Hindustan Times: ‘Orphaned’ hockey turf used as doormats, carpets in Rajasthan village
By Salik Ahmad
The turf in Dausa village now serves as doormats outside classrooms after lying for a year in a cleared ground where it was meant to be laid.
Pieces of what would have been Rajasthan’s third hockey turf — usually known as Astro Turf after the name of the brand that makes the synthetic turfs — are being used as doormats and carpets in Jatwara, a village in Rajasthan’s Dausa.
Jaipur and Ajmer are the only other places with hockey turfs in the state.
The turf in the village has been lying for a year in a cleared ground, set in the foothills among lush green fields, where it was meant to be laid. The half-cemented ground, secured by a broken fence, is dotted with rusting goalposts and littered with dung.
The field was orphaned recently after Andrea Thumshirn, a primary league hockey player from Germany who bought the field and was teaching the kids in the village for three years, left Rajasthan. The 42-year-old Thumshirn, who also taught in another village for three years, said she was cheated in both cases.
Thumshirn was working with a travel agency and her adventure with village kids started when she stopped at Garh Himmat Singh village in 2010 with some other German tourists on the route from Jaipur to Agra.
She left the village in 2014 and shifted to Jatwara after she discovered that her local partner was siphoning off the money meant for the children.
In a private school in Jatwara, where Thumshirn stayed, pieces of the turf serve as doormats outside rooms. Varsha Sharma, the hockey player’s once close friend and wife of the school owner, said the pieces came as samples when Thumshirn was living there. But Thumshirn denied the claim, saying there were no samples as the turf was an old one.
“It lay behind their house for a long time. They must have cut the pieces from there,” she said. The second-hand turf came from Germany in 2013 and was initially to be laid out at a government school in Mandawar, near Jatwara. The day the work was to begin, about 300 people gathered at the spot and sang “freedom-fighter songs”, stalling the work, Thumshirn said.
“They gave a 14-page objection letter too.

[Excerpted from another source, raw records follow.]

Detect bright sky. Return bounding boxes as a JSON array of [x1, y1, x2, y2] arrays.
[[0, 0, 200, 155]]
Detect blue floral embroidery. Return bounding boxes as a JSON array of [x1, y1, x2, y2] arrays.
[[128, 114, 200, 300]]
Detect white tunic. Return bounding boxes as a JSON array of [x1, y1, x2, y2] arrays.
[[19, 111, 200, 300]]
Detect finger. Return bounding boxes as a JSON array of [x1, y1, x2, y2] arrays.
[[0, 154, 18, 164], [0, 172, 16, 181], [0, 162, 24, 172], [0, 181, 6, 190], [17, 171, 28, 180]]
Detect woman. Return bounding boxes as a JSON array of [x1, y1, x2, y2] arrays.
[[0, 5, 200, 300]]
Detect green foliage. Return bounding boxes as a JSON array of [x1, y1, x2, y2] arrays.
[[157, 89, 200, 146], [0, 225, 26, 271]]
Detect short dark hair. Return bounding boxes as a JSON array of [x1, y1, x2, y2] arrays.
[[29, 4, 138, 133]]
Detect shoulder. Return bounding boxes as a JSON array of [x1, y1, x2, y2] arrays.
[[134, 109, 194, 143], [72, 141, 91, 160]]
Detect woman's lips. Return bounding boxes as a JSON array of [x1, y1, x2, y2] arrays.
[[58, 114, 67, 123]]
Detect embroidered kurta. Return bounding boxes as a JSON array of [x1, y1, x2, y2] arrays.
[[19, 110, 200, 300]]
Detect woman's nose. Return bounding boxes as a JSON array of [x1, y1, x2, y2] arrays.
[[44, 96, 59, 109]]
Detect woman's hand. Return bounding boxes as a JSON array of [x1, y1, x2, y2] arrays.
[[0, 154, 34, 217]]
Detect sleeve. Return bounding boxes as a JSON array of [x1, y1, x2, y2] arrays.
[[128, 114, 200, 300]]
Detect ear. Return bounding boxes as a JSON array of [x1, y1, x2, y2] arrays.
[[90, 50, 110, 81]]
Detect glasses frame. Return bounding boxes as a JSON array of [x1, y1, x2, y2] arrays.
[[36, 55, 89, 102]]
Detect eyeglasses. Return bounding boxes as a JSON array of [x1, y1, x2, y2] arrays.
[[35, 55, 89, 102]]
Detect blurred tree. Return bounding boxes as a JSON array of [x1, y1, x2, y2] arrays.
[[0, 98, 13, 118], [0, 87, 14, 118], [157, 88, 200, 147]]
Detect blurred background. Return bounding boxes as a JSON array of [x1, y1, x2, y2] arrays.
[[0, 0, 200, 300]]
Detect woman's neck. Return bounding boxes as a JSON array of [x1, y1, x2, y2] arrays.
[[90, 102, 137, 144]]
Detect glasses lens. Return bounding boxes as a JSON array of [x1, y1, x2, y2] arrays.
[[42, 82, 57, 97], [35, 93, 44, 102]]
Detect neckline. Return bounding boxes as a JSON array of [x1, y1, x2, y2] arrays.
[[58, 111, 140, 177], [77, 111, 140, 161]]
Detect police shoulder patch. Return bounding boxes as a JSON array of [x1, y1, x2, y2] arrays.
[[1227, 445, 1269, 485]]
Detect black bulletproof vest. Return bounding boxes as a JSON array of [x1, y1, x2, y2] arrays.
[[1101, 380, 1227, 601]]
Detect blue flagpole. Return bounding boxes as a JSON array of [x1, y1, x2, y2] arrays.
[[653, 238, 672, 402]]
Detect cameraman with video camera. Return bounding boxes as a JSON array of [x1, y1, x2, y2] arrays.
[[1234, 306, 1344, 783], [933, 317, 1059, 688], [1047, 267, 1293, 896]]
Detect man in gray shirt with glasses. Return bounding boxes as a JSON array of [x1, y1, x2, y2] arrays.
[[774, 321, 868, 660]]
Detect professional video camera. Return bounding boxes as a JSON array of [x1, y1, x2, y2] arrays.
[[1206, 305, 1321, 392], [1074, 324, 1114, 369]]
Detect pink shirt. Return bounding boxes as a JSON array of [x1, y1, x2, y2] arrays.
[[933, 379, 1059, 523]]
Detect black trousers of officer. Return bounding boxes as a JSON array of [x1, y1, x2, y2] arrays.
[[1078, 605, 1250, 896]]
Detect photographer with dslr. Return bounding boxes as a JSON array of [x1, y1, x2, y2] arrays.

One of the reasons was that their annual fair was held in the school ground,” she said.
The turf was then shifted to Garh Himmat Singh village and later to the Sharmas’ house, where it lay for two-and-a-half years. It was later sent to the hockey ground in the village a year ago, following Thumshirn’s falling out with the Sharmas.
Once the turf was out in the ground, people cut pieces from it and used it as doormats and carpets in their houses. “If you asked them why they cut it, they would say others were doing the same,” Thumshirn added.
Manohar Meena, a resident of the village and former owner of the hockey ground, too said the villagers had taken pieces of the turf.
Meanwhile, Thumshirn has moved to Coorg in Karnataka to start a new chapter in her hockey training files.